Ilare e lieve, ha ispirato il simbolo della Speranza, ma anche della Perseveranza per la sua capacità di resistere alle basse temperature di quelle altezze.
Pare, quando muove i suoi fiori lievemente colorati, che suoni come una campanella conventuale a chiamare le Clarisse alla preghiera comune, ma a volte ricorda, come ha osservato Gigliola Magrini, "un rintocco pasquale, uno di quei suoni larghi e trasparenti che vanno di campanile in campanile come nastri legati in fiocchi e gale, in lunghe sciarpe che si perdono fra le nuvole.

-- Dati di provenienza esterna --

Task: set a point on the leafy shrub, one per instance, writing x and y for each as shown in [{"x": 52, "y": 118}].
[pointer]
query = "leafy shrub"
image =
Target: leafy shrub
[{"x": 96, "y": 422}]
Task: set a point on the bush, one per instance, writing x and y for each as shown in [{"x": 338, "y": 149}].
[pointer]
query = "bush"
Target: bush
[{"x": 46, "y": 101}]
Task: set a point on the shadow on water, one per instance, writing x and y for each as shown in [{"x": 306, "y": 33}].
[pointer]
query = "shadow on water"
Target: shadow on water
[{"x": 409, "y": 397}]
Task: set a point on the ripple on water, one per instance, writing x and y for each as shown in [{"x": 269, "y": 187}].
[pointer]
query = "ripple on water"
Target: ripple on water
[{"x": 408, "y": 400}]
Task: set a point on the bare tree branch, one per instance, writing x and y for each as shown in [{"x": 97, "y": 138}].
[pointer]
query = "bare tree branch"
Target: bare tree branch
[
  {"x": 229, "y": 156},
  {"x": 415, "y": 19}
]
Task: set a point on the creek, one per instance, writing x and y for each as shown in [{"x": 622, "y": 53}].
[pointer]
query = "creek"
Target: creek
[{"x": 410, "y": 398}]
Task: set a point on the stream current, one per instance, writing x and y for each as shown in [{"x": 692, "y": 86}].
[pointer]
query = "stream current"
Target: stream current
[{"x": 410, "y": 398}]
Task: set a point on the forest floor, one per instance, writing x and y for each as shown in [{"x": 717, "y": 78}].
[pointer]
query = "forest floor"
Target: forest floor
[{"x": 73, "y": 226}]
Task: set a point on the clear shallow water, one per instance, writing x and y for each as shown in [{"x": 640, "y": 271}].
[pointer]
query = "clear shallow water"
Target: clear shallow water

Rintocchi che non sono neppure un suono, ma piuttosto una sensazione: odore d'erba nuova, mandorli e peschi fioriti, uova di zucchero dipinte di rosso e blu ".

La campanella del demonio
Nonostante l'aspetto apparentemente gioioso e delicato, questo fiore ha evocato immagini poco rassicuranti, tanto da essere soprannominato "campana dei morti", quasi evocasse lugubri rintocchi.
Si favoleggia che chi eccezionalmente ne sente il tintinnìo, rabbrividisce perchè secondo una credenza popolare suonerebbe per lui l'ultima ora.

Si dice anche che le campanelle siato abitate da fate maligne sicchè un prato pieno di campanelle non è un luogo dove si possa impunemente sostare, perchè pervaso da incantesimi e malìe.
In Scozia questo fiore è detto popolarmente old man bell, campanella del demonio.
La sinistra nomea è comune a tutte le tubiflore dalla corolla cilindrica svasata sull'orlo.
"Sono piante di poveri frutti", osserva Giuseppe Sermonti "bacche o più spesso capsule secche.
Il frutto a capsula bruna ripiena di minuscoli semi fa di essi anditi misteriosi, aperture verso l'aldilà, dove le anime sono invitate a penetrare e poi, ridotte in sassolini scuri, racchiusi in cassette membranose.